We have. So that's fair. 

FB : It's not in my slides, but there is a proposal to reducing or changing the resolution.

But I didn't know that it was controversial. I didn't add it in ly slides.

GDF :  No, I mean, that issue is real.

PD : Absolutely. Yeah, I anticipate that there isn't one mathematical operation to downsample. So we need to pick the one they like.

FB : Yes. But it was not done. Yeah, this DP type is really to pick up a region and you build a spectrum by just adding this.

GDF/ So we've got the same problem just with this, right? 

PD : It's an abstraction. But saying I want an image out of that cube is an abstract way of saying downsample the third axis. Right.

But not saying how. And so people won't really go for that. 

GDF : But that same logic would apply to having it be a factor, right? Yeah.

So if you're allowing it here, I mean, to be consistent, it should be allowed there as well. Yeah.

FB :  So again, if you see some inconsistencies, please write


GDF? :The nice thing with DP type, so this is my point of view, what I want to use instead of summation or whatever, is that actually what we are doing when we, it was already the case. 

FB : Oh yes, it was already the case for SODA 1.0. You are actually forcing the ObsCore parameters of the output of the response. Because the result you get has its own, it's a new data set.

It has its own ObsCore description. And what we are actually doing is forcing that. So DP type is related to data product type.

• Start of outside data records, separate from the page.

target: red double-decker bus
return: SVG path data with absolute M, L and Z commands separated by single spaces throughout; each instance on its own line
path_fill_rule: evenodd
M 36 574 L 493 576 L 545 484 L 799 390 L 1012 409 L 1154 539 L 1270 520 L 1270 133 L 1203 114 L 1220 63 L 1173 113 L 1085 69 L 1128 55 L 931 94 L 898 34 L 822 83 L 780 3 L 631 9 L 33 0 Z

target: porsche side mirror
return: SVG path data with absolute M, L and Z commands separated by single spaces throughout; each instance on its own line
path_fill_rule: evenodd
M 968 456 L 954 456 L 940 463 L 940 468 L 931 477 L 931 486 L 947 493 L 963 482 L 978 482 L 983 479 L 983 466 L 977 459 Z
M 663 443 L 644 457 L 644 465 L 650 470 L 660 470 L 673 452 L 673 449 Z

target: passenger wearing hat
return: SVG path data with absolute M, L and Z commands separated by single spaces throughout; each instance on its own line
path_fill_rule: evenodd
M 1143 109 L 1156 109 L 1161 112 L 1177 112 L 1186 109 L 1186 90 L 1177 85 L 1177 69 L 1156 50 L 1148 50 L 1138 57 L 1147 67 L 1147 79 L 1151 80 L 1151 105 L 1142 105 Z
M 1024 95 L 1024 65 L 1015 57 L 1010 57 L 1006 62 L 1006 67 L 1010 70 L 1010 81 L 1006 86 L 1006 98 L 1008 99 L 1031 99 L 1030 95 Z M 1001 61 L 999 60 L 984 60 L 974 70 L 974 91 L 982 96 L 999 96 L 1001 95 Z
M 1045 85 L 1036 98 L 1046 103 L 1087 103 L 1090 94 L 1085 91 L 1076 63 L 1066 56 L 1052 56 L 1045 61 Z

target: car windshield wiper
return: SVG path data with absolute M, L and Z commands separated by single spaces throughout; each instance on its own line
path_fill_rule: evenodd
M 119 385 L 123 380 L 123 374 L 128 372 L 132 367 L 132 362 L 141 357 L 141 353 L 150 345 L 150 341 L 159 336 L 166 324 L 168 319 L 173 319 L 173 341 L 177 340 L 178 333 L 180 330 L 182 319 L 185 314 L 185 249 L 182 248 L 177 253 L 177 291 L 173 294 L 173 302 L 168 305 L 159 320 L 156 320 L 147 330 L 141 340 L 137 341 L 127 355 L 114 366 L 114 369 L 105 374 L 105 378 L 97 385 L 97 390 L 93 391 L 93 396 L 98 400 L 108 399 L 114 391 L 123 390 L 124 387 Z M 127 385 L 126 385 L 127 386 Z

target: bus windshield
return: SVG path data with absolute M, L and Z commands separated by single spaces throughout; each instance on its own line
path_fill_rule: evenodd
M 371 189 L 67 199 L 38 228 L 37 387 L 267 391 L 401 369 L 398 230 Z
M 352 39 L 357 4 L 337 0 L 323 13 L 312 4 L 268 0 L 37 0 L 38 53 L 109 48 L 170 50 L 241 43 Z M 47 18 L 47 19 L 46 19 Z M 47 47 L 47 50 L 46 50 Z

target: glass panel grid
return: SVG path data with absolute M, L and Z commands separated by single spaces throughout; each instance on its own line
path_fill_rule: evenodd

And in that case, you are forcing the output. So it's also consistent with ObsCore. 

GDF : So like if I started with a cube and I put DP type spectrum, I would be saying I want a skewer through the cube that gives me a- Yeah.

JD: The problem with this is that if you look at, say, DP type in ObsCore, you've got image or cube for the quantum meters at this point in time. So there's others as well, or spectrum. But if you look at, just to take our service as an example, we then go to, for an image, we'll then go to data product subtype.

And we might have zero maps, moment one maps, moement two maps. We might have weights maps and those sort of things. So there's a whole raft of things that have come out of this that we calculated from that cube, noise mapping.

And so the DP type is, let's say it's necessary, but not sufficient. It gets you part of the way, but doesn't get you all the way. What actual action you're trying to request.

GDF : I mean, I don't think there's anything wrong with our individual sites adding optional parameters to our services we have. This is just supposed to be a common core.

JD : Yeah, but the problem is that it doesn't specify what you want.

GDF : It says, I want to take a cube, I want an image out of that. But what image do you want? Well, no, I'm saying on your service, your service could have a data product subtype parameter. 

JD : Sure, absolutely.

But I guess I'm saying is that I don't see you can build a service which just takes I want an image from this cube and gives you back a result of the size of the image. 

FB : Currently, what I wrote, was inspired from the fact you had one example which you provide. I have seen your hand up Jesus

 You have in your service, in your CASDA service, you have example where you provide both the cutout which is a cube and the cutout which is a spectrum. Yes. And when I produced this text, I was thinking to your service.

JD : Yeah, I understood. 

FB : I see it exists. And what is written at the moment, it's just you sum up.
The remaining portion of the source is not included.